Berbeda dengan Indonesia, di Kuba, misalnya, konsep revolusi mental itu boleh dibilang berjalan dengan baik, bahkan hasilnya membuat kita tercengang. Umumnya ketika kita mendengar Kuba, masyarakat akan membayangkan sebuah negeri dengan ideologi “komunis”, terbelakang, miskin, layanan kesehatan dan pendidikannya parah. Akan tetapi, siapa sangka kualitas kesehatan dan pendidikan Kuba merupakan salah satu yang terbaik di dunia. Bank Dunia mencatat Kuba mengalokasikan 12,8% dari produk domestik bruto (PDB) untuk pendidikan pada 2010. Itu hanya untuk 2010.

Bandingkan dengan Indonesia yang hanya mengalokasikan 3,5% dari PDB untuk pendidikan sepanjang periode 1995 hingga 2015 atau sekitar 20 tahun pada 2009. Besarnya dana pendidikan itu membuat Kuba mampu menjalankan program-program pendidikan yang revolusioner. Di negeri itu, adalah kewajiban negara menyediakan pendidikan gratis kepada warganya dari tingkat dasar hingga pendidikan tinggi.
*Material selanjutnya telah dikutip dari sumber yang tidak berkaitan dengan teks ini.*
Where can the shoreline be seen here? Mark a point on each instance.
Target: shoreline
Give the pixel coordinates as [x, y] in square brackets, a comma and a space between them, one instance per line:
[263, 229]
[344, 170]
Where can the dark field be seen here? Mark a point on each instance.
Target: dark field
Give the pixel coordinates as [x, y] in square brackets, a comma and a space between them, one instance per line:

Karena pendidikan merupakan hak asasi setiap warga negara, maka pemerintah Kuba berupaya menghapus sekat-sekat yang dapat menghalangi rakyat untuk memperoleh pendidikan. Salah satunya adalah dengan menggratiskannya. Itu sebabnya, alasan kemiskinan menjadi tidak relevan untuk tidak bersekolah. Kuba juga menjadi negara yang paling sukses memerangi buta huruf. Organisasi pendidikan di bawah PBB yaitu Unesco menyebutkan dari 125 negara, Kuba berada di posisi ke-10 dalam hal melek huruf untuk orang dewasa.
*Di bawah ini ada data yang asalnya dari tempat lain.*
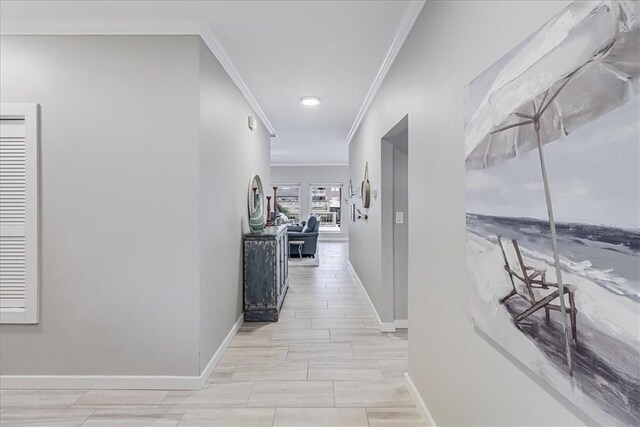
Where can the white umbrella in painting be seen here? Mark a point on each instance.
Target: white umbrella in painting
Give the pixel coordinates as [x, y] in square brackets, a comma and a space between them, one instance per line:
[579, 66]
Bersumber dari lembaga yang sama, data statistik yang dirilis pada 2017 menyebutkan, keterampilan membaca siswa sekolah di Indonesia masih sangat rendah. Selain itu, data United Nations Development Programme (UNDP) juga menunjukkan bahwa angka melek huruf orang dewasa di Indonesia hanya 65,5%.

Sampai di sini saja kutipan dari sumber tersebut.